Who First Cut Corners? An Anonymous Horse Fan in Baltimore, 1831
Idioms are liars. They feel ancient. Inevitable. Like they've always been there. "Cutting corners" is one of those phrases. Turns out it has a very specific birthday, a very specific magazine, and a very specific pseudonym.
The First Record: August 1831, Baltimore
The earliest known written use of "cutting corners" appears in a letter to the editor. The publication: American Turf Register and Sporting Magazine, a monthly out of Baltimore. The date: August 1831.
The author signed it "Tandem."
Not their real name. Anonymous then, anonymous forever. The first person in recorded English to write the phrase, and they chose a pseudonym. One possibility is they had reasons. We'll never know what they were.
What we do know: this was an American invention. Not British. The phrase that sounds like something out of Victorian England was born in a Baltimore horse magazine.
The British Variants
It takes 16 years for the phrase to appear in British print. In 1847, R. N. Hutton (pen name of Charles Henry Newmarch, who also preferred pseudonyms) uses "cutting a corner" in a boating context in Five Years in the East, Vol. II.
Five years after that, William Horlock Knightley drops it in a fox-hunting manual, Letters on the Management of Hounds, in 1852.
Horse racing. Boating. Fox hunting. Three sports, three literal corners, one phrase spreading across contexts because it was doing real descriptive work.
The OED Catches Up (Sort Of)
The Oxford English Dictionary's earliest citation for "cut corners" lands in the 1850s.
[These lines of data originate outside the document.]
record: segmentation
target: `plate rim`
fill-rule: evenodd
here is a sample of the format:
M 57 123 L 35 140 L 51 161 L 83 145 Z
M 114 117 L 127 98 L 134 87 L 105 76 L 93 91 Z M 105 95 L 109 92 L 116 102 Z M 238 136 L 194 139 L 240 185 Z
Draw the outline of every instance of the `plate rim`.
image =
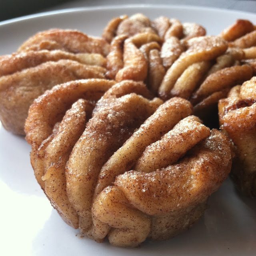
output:
M 229 9 L 224 8 L 218 8 L 211 6 L 189 6 L 185 4 L 120 4 L 113 5 L 100 5 L 98 6 L 93 6 L 90 7 L 81 7 L 74 8 L 66 8 L 59 9 L 53 11 L 48 11 L 38 12 L 32 14 L 28 14 L 24 16 L 21 16 L 12 19 L 9 19 L 0 22 L 0 28 L 5 25 L 10 25 L 15 23 L 27 20 L 30 20 L 38 18 L 40 18 L 46 16 L 61 15 L 66 13 L 72 12 L 92 12 L 99 10 L 123 10 L 132 9 L 136 8 L 145 8 L 150 9 L 152 8 L 158 8 L 162 9 L 190 9 L 190 10 L 200 10 L 201 11 L 214 11 L 220 12 L 228 12 L 230 14 L 232 13 L 240 14 L 249 14 L 255 16 L 256 14 L 250 12 L 240 11 L 237 10 Z

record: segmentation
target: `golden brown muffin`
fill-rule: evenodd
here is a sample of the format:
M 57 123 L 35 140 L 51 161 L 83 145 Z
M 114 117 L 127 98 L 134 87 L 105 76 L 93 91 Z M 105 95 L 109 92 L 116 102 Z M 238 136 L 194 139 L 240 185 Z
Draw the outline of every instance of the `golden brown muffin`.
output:
M 256 77 L 233 87 L 219 102 L 221 128 L 234 145 L 232 176 L 242 193 L 256 196 Z
M 230 171 L 231 152 L 188 101 L 163 103 L 142 82 L 116 83 L 47 91 L 30 108 L 26 139 L 36 178 L 66 223 L 97 242 L 136 246 L 196 222 Z

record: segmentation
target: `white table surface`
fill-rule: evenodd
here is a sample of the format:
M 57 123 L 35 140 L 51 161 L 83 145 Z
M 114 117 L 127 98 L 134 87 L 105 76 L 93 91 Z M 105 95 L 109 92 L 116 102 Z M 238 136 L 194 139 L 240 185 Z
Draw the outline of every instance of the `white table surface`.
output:
M 44 11 L 87 6 L 134 4 L 198 6 L 256 13 L 256 1 L 254 0 L 75 0 Z

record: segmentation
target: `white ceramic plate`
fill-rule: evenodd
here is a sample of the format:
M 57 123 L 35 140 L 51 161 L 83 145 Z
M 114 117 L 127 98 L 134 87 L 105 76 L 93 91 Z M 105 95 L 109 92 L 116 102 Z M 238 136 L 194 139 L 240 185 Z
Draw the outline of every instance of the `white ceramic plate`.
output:
M 164 15 L 201 24 L 209 34 L 217 34 L 239 18 L 256 23 L 253 14 L 186 6 L 66 10 L 0 22 L 0 55 L 14 51 L 39 30 L 59 27 L 100 35 L 113 17 L 138 12 L 152 18 Z M 30 150 L 23 138 L 0 128 L 0 255 L 252 256 L 256 253 L 255 200 L 238 195 L 229 179 L 210 197 L 200 221 L 170 240 L 148 241 L 130 249 L 81 238 L 52 209 L 37 184 L 30 166 Z

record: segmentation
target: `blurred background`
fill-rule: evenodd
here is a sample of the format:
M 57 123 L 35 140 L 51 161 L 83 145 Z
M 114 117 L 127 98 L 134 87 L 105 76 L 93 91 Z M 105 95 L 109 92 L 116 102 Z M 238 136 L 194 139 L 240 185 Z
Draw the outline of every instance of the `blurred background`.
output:
M 63 8 L 140 4 L 184 4 L 256 12 L 254 0 L 0 0 L 0 21 Z

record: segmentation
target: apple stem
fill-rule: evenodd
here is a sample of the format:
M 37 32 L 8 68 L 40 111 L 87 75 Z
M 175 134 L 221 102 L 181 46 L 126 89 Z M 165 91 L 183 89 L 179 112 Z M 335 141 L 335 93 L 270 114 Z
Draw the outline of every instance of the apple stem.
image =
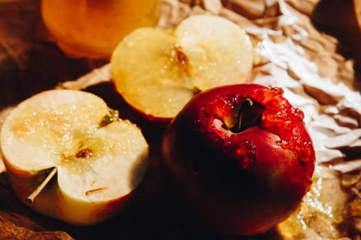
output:
M 31 204 L 34 202 L 34 200 L 36 196 L 41 192 L 41 191 L 45 187 L 45 186 L 47 184 L 47 183 L 50 181 L 50 180 L 53 178 L 53 176 L 56 173 L 56 168 L 54 167 L 50 171 L 49 174 L 46 176 L 46 178 L 41 182 L 40 185 L 36 187 L 36 189 L 26 198 L 26 202 Z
It comes from a review of Samuel White Baker's Eight Years' Wanderings in Ceylon, published in the New Quarterly Review in 1856.
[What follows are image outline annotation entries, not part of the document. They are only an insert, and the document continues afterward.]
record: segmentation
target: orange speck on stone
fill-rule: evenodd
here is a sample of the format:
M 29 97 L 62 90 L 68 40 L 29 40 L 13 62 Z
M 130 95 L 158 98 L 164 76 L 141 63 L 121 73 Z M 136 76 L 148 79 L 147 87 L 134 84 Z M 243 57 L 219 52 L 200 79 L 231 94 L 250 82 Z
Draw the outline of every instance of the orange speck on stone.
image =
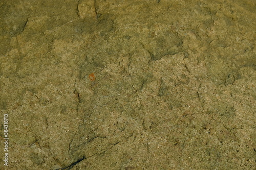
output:
M 89 79 L 90 81 L 95 80 L 95 76 L 94 76 L 94 73 L 92 73 L 91 74 L 89 75 Z

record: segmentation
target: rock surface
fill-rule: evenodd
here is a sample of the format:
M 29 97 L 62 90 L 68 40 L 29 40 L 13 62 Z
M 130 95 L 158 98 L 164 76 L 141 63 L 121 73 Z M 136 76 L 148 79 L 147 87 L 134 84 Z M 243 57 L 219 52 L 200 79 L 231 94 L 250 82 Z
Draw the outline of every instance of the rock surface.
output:
M 255 168 L 254 1 L 0 8 L 1 169 Z

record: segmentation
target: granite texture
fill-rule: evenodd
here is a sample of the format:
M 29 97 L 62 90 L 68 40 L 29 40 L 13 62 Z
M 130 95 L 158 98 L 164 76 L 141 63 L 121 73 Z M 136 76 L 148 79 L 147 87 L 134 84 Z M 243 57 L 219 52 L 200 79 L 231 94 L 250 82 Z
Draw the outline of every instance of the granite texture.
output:
M 0 9 L 0 169 L 256 168 L 255 1 Z

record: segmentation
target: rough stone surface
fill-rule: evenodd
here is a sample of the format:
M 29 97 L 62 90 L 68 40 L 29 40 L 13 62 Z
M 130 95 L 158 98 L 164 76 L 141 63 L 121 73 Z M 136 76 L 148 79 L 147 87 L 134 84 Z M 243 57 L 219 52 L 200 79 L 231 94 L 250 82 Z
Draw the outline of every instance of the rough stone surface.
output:
M 255 1 L 0 9 L 0 169 L 256 168 Z

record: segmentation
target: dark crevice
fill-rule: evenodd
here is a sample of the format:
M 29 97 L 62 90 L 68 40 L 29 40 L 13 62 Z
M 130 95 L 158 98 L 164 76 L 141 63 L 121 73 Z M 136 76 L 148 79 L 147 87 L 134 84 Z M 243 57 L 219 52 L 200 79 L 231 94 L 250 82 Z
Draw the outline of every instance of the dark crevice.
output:
M 75 166 L 77 163 L 79 163 L 80 162 L 81 162 L 81 161 L 82 161 L 83 160 L 84 160 L 84 159 L 86 159 L 86 157 L 84 156 L 82 159 L 80 159 L 78 160 L 78 161 L 76 161 L 76 162 L 75 162 L 74 163 L 72 163 L 69 166 L 68 166 L 65 167 L 63 167 L 62 168 L 56 169 L 55 170 L 64 170 L 64 169 L 70 170 L 70 169 L 71 169 L 74 167 L 74 166 Z

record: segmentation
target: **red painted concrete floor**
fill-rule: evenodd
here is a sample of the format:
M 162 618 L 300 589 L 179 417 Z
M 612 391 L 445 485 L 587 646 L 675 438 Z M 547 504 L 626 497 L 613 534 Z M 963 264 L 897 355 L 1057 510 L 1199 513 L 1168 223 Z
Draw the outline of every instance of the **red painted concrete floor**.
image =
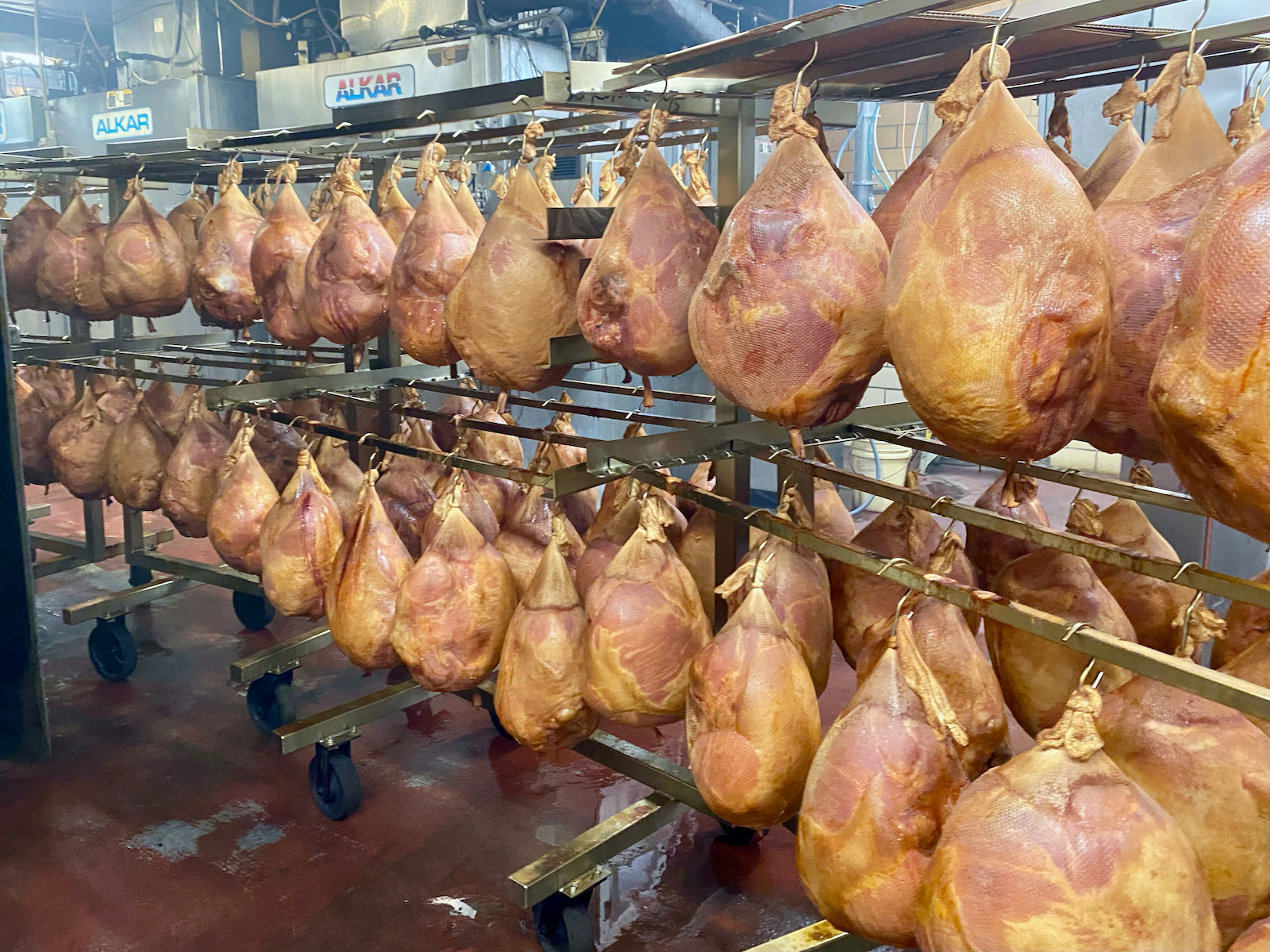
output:
M 951 476 L 972 499 L 991 479 Z M 30 487 L 28 501 L 53 506 L 37 528 L 76 531 L 79 503 L 61 487 Z M 215 561 L 206 541 L 164 551 Z M 246 632 L 227 592 L 194 588 L 128 617 L 140 663 L 108 684 L 86 656 L 90 625 L 62 625 L 61 608 L 126 586 L 121 560 L 38 584 L 53 757 L 0 763 L 0 947 L 536 949 L 508 875 L 648 793 L 570 751 L 538 758 L 483 711 L 436 698 L 353 741 L 364 800 L 331 823 L 309 795 L 310 754 L 278 754 L 227 682 L 231 660 L 311 623 Z M 334 649 L 311 655 L 295 677 L 301 716 L 384 677 L 359 677 Z M 838 660 L 826 727 L 853 688 Z M 686 763 L 682 725 L 606 727 Z M 745 949 L 819 918 L 787 830 L 747 847 L 716 834 L 690 812 L 616 857 L 592 902 L 597 946 Z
That's 25 years after "Tandem" in Baltimore. The OED missed the original entirely.
This is not a knock on the OED. It's enormous and indispensable. But it works from submitted citations, and "Tandem's" horse letter didn't make the pile. The earliest OED citation for the figurative sense, where you cut corners to save money or skip quality steps, is later still: the Huddersfield Examiner, a Yorkshire newspaper, July 25, 1868.
That's 37 years after the American Turf Register. Words travel slowly through the record.
Still Cutting Corners in 2013
The OED's most recent citation for the phrase in the "reduce quality to save costs" sense is from The Straits Times, August 23, 2013. A Singapore newspaper.
Baltimore to Singapore. 1831 to 2013. 182 years of the same phrase doing the same job on different continents.
That's what it looks like when a phrase works.
Why This One Survived
The physical image is built in. You can see someone cutting a corner, taking the short path, sacrificing precision for speed. The figurative meaning slots in without translation. The phrase carries its own picture.
Phrases that survive usually do. "Cutting corners" earned its 182 years.